How do Sony’s figures stack up against the competition? Sony’s traditional opponent in the games handheld race is Nintendo (we’ll talk nontraditional in a moment). The 3DS, which launched in Japan on Feb. 26, 2011 and in the U.S. and Europe in late March 2011, had sold 3.61 million units by the final week of April 2011 (and note that’s while the 3DS was still $250 in the U.S.). While Sony says the Vita “exceeded expectations,” it has its work cut out if it wants to go neck-and-neck with the 3DS’s preliminary numbers — to the tune of two million or more units it’ll need to move between now and the end of March.
Of course 3DS sales plummeted after that initial surge in early 2011, prompting Nintendo to do something unprecedented: drop the price of the 3DS from $250 to $170 not six months after it debuted (the price drop went into effect Aug. 12). That drop rejuvenated 3DS sales, bringing Nintendo’s life-to-date totals (through the holidays) to over 15 million units shipped.
Prognosticators like Strategy Analytics have said the Vita could top a respectable 12 million unit sales for 2012, but only if the system experiences a price cut sometime in the next 12 months. Whether that’ll happen is impossible to say. Sony’s reportedly in a better situation with the Vita margin-wise (based on teardown speculation) than it was with the PlayStation 3, where it was taking significant manufacturing losses when that console was still selling for between $400 and $600. At risk of stating the obvious, it’ll depend how well the handheld does through the summer, as well as how software sales pan out — Sony’s advantage at the moment is that its launch software lineup is world’s better than Nintendo’s.
What about the smartphone/tablet threat? Some analysts believe Apple’s iPhone could ship over 100 million units worldwide in 2012 alone (and that’s on top of the well beyond 100 million units Apple’s shipped since the iPhone’s launch in 2007). iPad sales are up past 55 million globally, and — iPod Touch numbers aside — that’s just iOS device sales. Google’s own Andy Rubin wrote yesterday that its partners “have activated a total of 300 million Android phones!” and are on average “activating over 850,000 phones and tablets per day.” From a units-shipped vantage, then, Nintendo and Sony’s dedicated handhelds look dead in the water.

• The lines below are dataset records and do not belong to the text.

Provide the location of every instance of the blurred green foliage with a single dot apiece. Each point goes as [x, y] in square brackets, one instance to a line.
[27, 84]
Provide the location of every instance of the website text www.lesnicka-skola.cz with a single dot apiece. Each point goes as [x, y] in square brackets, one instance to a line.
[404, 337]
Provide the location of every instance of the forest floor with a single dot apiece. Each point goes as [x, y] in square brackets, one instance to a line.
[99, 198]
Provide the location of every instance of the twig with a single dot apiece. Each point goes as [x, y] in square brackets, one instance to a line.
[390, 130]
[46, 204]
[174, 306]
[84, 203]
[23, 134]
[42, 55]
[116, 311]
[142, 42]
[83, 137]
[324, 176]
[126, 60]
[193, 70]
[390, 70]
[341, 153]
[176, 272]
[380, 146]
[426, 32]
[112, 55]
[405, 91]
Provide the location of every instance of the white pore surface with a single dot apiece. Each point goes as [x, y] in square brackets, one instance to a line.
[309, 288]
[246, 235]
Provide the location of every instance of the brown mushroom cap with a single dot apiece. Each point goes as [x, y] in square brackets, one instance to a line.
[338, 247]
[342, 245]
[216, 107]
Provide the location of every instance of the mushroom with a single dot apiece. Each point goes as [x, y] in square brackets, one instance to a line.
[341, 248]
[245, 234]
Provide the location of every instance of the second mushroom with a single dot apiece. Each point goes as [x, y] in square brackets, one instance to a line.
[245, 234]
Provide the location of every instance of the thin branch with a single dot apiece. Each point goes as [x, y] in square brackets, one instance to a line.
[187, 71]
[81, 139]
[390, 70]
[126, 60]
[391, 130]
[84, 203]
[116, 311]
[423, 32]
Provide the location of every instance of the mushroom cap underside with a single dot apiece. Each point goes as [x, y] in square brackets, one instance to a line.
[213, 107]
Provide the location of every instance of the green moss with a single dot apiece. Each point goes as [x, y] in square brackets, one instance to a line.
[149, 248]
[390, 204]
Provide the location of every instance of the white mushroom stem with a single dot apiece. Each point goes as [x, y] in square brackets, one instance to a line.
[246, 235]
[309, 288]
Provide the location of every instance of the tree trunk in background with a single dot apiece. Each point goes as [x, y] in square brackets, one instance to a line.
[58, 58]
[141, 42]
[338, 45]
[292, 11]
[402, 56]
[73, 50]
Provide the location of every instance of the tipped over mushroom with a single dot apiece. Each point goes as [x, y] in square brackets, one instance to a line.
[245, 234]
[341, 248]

But now we’re back to the million dollar question: Is there a sustainable future market for dedicated gaming devices, be they set-top consoles, handhelds or full-on PCs? A large enough global population segment to make it worth whatever-company’s investment (along with publishers/developers) to build and support devices that aren’t all-in-one phone hybrids? I’d like to think so, writing from the perspective of a late thirty-something gamer who dislikes touchscreens for controlling third-person games like Dead Space, and who couldn’t imagine a serious, console-style version of a game like Modern Warfare that didn’t employ dual joysticks. That’s the Vita’s promise, anyway (and the 3DS’s, once Nintendo ships a version with a right-hand thumb-nub). So far, I’d say it’s delivering in spades.